I could return to France, and on terms that would probably be more modest than you can imagine. My time has become very limited for research, so this somewhat challenges my past ambitions, which have changed a bit. And it’s not always easy to be an explorer abroad, even if you have some freedom there. For example, the language barrier. I am amazed to see foreign winners who receive a prize or donation and who speak French when I have lived beyond the Rhine for many years and my German is minimal … Finally, there is also the syndrome of people who have stayed too long. abroad: fear of being a foreigner in one’s own country. The fact that I did not return means nothing against France. I have received proposals, in particular from my parent organization [NDLR : l’Institut Pasteur]which offered me different opportunities during my career, but was always a bit out of the ordinary.
We have talked about research and its predominantly public funding, but there are also private entities such as the Betancourt-Schüller Foundation, which has just launched a new program called Impulse Science, which you sponsor. What motivates you in this process?
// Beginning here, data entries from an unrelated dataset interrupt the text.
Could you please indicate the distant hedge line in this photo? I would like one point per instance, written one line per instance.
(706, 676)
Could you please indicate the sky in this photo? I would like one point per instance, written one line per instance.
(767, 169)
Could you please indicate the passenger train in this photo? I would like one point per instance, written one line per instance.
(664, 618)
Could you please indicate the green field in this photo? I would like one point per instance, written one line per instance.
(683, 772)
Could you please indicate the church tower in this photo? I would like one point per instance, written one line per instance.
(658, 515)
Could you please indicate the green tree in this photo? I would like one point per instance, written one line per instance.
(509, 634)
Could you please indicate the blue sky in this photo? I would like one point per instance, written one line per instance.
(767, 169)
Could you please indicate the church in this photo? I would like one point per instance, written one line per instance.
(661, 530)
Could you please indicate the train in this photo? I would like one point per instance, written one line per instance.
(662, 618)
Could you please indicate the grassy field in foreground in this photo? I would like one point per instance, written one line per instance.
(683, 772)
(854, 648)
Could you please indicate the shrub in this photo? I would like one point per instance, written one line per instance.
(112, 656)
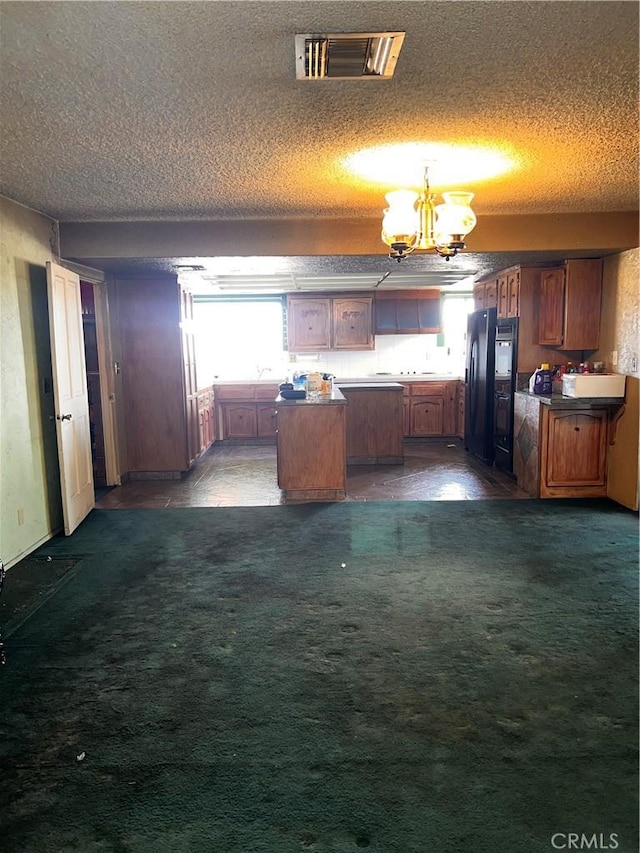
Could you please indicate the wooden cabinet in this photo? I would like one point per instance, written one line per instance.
(240, 420)
(508, 294)
(242, 415)
(573, 452)
(569, 305)
(206, 418)
(427, 416)
(265, 419)
(408, 312)
(551, 308)
(156, 386)
(341, 322)
(352, 323)
(374, 424)
(460, 424)
(433, 409)
(308, 324)
(485, 293)
(560, 451)
(311, 441)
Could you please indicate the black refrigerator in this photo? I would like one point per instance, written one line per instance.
(479, 383)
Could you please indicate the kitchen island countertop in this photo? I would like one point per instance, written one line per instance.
(336, 396)
(559, 401)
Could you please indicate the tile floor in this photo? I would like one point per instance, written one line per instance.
(245, 475)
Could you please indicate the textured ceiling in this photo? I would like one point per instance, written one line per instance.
(179, 111)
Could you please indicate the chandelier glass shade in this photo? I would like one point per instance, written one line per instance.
(413, 222)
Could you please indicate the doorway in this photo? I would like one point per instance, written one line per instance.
(96, 422)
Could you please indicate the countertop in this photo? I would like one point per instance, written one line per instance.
(349, 380)
(336, 396)
(353, 385)
(559, 401)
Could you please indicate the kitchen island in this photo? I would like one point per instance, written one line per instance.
(311, 444)
(374, 422)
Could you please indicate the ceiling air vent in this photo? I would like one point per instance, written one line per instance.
(347, 56)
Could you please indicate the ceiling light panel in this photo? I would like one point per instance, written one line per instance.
(347, 56)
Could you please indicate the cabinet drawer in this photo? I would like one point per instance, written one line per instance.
(428, 389)
(234, 392)
(265, 392)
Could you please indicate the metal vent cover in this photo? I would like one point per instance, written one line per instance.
(347, 56)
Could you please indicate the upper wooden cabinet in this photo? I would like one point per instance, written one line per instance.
(342, 322)
(569, 305)
(408, 312)
(508, 301)
(352, 322)
(485, 293)
(308, 323)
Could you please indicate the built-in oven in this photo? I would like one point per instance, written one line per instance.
(503, 390)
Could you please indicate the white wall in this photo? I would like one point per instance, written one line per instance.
(30, 506)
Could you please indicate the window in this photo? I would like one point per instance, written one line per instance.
(239, 338)
(455, 309)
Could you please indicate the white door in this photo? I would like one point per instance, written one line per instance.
(70, 395)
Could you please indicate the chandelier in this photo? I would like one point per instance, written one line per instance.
(413, 222)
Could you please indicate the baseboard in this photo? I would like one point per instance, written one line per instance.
(33, 547)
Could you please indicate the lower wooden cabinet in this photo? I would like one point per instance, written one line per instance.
(427, 416)
(573, 453)
(374, 424)
(206, 419)
(561, 451)
(265, 419)
(431, 409)
(240, 420)
(460, 425)
(246, 411)
(312, 458)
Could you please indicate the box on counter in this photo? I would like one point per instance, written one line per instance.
(593, 384)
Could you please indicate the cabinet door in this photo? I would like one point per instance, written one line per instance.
(309, 324)
(576, 443)
(266, 419)
(491, 294)
(450, 410)
(386, 322)
(503, 296)
(406, 416)
(551, 308)
(427, 416)
(429, 319)
(460, 431)
(352, 323)
(240, 420)
(513, 288)
(408, 318)
(479, 295)
(583, 295)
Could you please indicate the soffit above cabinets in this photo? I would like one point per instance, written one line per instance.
(205, 283)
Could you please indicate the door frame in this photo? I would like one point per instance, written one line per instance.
(106, 366)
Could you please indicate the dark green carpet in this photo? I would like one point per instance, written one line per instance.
(457, 677)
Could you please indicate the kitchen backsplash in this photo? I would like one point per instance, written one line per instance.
(393, 354)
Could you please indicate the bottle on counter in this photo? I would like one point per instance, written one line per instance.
(542, 381)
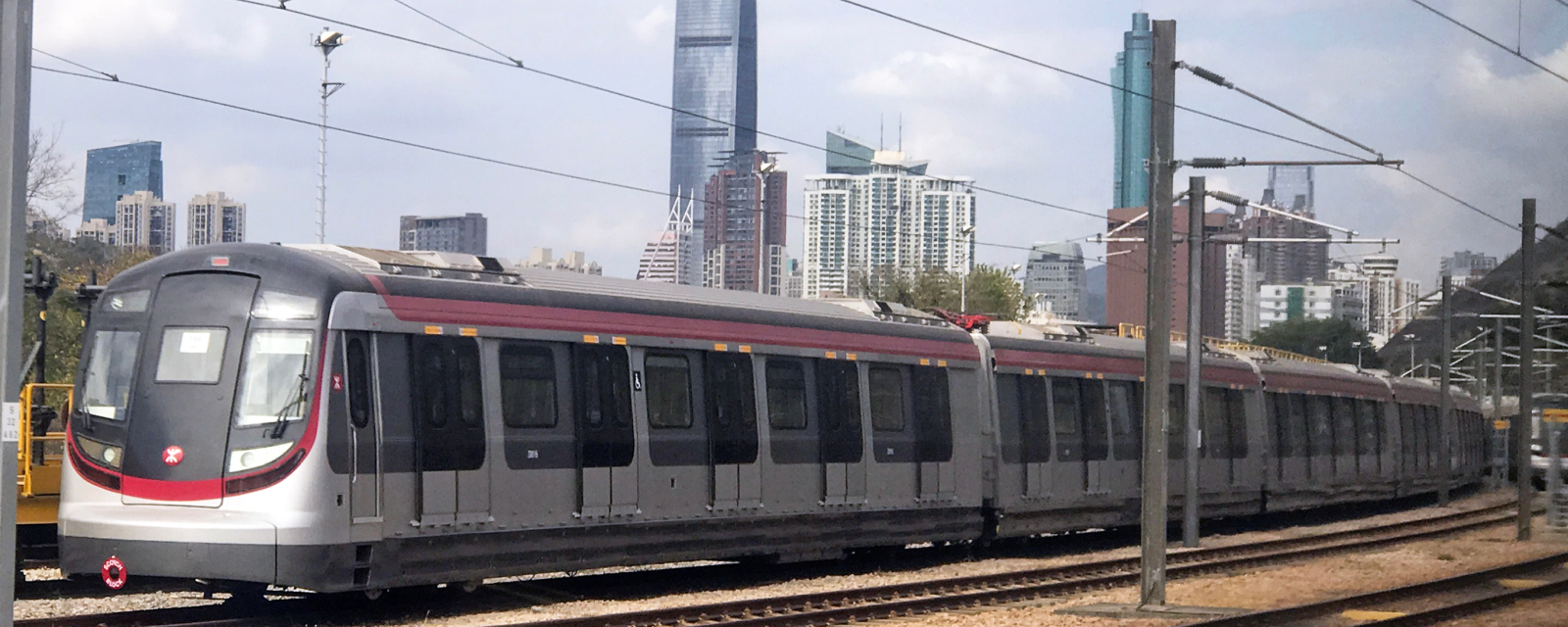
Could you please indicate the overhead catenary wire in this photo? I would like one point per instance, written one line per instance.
(514, 63)
(1494, 41)
(1176, 106)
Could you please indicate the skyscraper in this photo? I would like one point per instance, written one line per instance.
(467, 234)
(214, 218)
(118, 171)
(1055, 274)
(715, 82)
(1129, 106)
(891, 219)
(747, 226)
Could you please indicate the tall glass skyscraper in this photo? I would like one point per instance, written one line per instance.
(715, 77)
(120, 171)
(1129, 106)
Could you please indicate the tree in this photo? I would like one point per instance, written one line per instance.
(49, 193)
(1338, 341)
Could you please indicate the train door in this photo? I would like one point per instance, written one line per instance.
(933, 431)
(606, 436)
(839, 435)
(733, 431)
(184, 399)
(365, 433)
(449, 430)
(1097, 436)
(1035, 435)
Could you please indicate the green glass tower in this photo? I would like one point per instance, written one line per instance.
(1129, 106)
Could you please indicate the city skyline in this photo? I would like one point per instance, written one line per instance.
(896, 71)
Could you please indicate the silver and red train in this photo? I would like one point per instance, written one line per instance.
(344, 419)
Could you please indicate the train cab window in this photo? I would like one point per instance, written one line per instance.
(449, 407)
(1321, 425)
(1065, 419)
(110, 367)
(274, 381)
(786, 396)
(1126, 419)
(1176, 428)
(932, 414)
(839, 411)
(731, 408)
(1092, 394)
(668, 391)
(604, 407)
(1345, 420)
(527, 386)
(358, 383)
(192, 355)
(886, 389)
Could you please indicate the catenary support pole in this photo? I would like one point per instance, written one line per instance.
(1521, 423)
(1196, 209)
(16, 62)
(1445, 404)
(1157, 339)
(1496, 404)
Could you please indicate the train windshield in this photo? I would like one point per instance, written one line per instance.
(110, 367)
(274, 381)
The Bettencourt-Schueller Foundation wanted to address changing needs and increase support for research. For example, researchers need time and long-term funding. How many scientists I have seen in the last fifteen years have created their own team before leaving academic research in France, Austria, Germany or Sweden. In our universe, it’s not easy to start, but it’s even harder to continue. [NDLR : en France, un projet de recherches est financé en moyenne autour de 450 000 euros sur trois ans]. There, the new Impulsscience program annually provides support to seven researchers, accompanying them for five years, up to 2.3 million euros. And this is in all areas of the life sciences. It is very important that the Bettencourt-Schueller Foundation continues to support mid-level researchers. I myself would like to have such support at the same time. My confession came later. The paths are different and unique from one explorer to another.
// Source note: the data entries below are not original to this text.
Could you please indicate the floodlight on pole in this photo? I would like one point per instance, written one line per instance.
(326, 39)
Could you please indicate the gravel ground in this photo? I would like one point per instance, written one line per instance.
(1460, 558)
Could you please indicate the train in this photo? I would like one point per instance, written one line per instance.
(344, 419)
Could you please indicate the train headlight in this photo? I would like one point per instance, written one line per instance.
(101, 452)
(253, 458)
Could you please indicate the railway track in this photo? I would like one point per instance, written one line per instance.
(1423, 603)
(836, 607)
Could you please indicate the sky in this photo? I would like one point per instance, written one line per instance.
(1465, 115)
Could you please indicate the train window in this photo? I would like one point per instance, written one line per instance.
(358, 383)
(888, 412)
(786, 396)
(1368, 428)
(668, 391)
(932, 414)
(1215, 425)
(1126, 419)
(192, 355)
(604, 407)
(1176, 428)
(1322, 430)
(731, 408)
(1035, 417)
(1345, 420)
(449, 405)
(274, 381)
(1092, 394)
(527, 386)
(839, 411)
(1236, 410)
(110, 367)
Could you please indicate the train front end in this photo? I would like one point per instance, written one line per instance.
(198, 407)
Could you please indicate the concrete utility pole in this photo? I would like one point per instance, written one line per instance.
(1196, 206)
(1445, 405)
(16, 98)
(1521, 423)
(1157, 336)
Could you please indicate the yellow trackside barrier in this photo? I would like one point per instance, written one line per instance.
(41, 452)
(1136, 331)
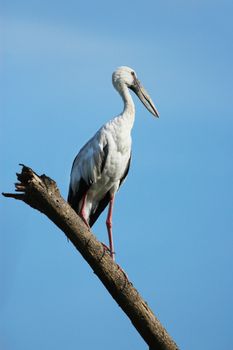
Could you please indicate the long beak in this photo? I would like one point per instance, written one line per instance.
(143, 95)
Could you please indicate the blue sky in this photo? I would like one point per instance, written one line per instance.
(173, 217)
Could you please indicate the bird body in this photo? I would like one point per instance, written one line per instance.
(102, 164)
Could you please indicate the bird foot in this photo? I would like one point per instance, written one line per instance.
(124, 273)
(85, 221)
(106, 248)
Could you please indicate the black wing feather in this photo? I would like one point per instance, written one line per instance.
(75, 197)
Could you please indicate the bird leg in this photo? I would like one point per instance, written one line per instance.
(109, 228)
(82, 213)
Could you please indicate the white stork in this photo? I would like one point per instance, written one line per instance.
(103, 163)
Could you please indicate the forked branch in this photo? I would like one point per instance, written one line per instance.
(41, 193)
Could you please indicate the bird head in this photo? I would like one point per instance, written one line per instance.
(127, 76)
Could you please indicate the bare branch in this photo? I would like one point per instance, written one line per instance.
(41, 193)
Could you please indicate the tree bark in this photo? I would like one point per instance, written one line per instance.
(41, 193)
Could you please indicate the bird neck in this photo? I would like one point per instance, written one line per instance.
(129, 108)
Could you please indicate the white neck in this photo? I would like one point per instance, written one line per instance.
(129, 109)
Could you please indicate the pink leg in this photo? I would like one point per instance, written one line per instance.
(109, 228)
(82, 211)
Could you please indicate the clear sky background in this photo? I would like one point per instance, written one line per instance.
(173, 218)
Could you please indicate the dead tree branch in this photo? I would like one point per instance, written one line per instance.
(41, 193)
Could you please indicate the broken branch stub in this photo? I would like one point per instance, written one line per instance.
(41, 193)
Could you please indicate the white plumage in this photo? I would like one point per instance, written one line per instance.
(103, 163)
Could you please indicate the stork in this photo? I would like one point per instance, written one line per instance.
(102, 164)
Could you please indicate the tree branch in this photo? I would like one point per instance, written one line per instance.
(41, 193)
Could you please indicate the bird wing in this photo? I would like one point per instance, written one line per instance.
(106, 199)
(87, 168)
You’re making comparisons, but what’s the difference between you, the researchers of your generation, and those who come into the lab today?
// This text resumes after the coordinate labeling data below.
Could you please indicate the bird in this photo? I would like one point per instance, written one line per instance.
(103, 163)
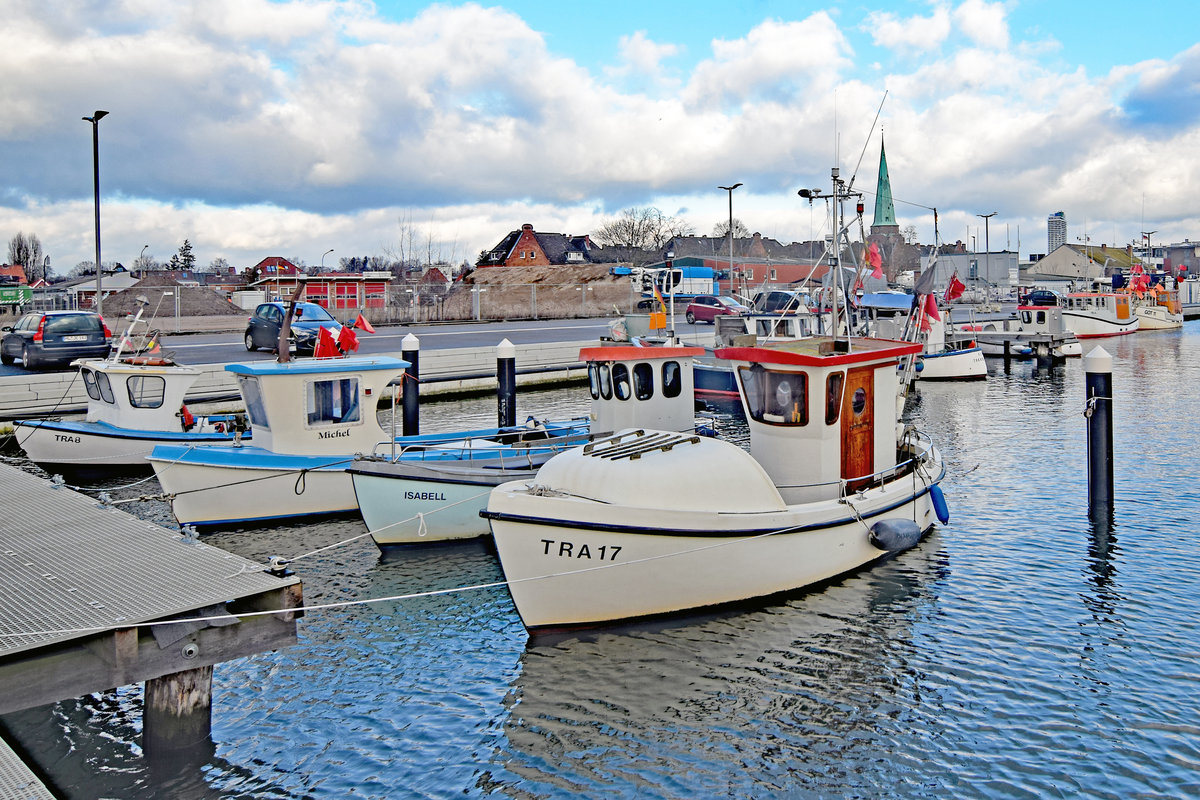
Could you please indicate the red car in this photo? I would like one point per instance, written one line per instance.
(705, 308)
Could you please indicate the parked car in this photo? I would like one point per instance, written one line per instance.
(706, 308)
(48, 337)
(307, 319)
(775, 301)
(1041, 298)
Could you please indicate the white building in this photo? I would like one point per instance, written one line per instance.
(1056, 232)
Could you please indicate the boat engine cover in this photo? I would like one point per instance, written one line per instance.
(694, 474)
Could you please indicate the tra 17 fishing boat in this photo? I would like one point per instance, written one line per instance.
(654, 522)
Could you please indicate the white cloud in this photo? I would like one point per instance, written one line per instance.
(910, 34)
(984, 23)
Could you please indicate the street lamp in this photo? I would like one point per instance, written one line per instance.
(95, 169)
(730, 190)
(987, 256)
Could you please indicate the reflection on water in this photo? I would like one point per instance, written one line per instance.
(1020, 650)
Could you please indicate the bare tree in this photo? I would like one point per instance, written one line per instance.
(27, 251)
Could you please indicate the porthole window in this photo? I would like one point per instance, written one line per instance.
(594, 380)
(858, 404)
(89, 383)
(643, 380)
(672, 379)
(106, 389)
(621, 388)
(834, 384)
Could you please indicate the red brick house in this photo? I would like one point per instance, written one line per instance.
(527, 247)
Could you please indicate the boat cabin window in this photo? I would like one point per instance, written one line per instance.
(672, 379)
(256, 408)
(834, 384)
(621, 388)
(145, 391)
(333, 402)
(89, 383)
(774, 396)
(106, 389)
(643, 380)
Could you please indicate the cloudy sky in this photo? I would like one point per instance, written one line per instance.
(256, 127)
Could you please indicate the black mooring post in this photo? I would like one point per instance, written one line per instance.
(507, 377)
(1098, 388)
(411, 352)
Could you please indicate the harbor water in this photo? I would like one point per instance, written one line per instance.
(1019, 650)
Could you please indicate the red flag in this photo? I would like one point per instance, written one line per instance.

We always tend to think that everything was better before. But yes, there are big differences: I am quite amazed at the ease of expression of today’s young researchers, although I remember being shaken a lot when I had to present my science to my professors. Then young people will have much more information to manage on a daily basis. We didn’t have a smartphone and our screen time was much more limited. Today they are much more in demand and have to integrate a rather incredible amount of information. With all these social networks, perhaps the new generation is exposed to too much good and not so much information in a very short time (you need to be able to figure it out), and everything is very long, we need time, patience, focus, involvement, perseverance and perseverance. Our generations are difficult to compare.
Since receiving the Nobel Prize, you say that you have been working on the concept of finding new ways to develop science. Can you tell us more?
I did create a framework, but I’m taking the time to see how I can best use it. The idea is to “give away”. I evaluate what is being done at the moment and how I could either help existing structures (that I have already started) or start something new by giving time, money, advice based on what I have experienced and what I feel close to . heart. But this approach still requires a certain maturity.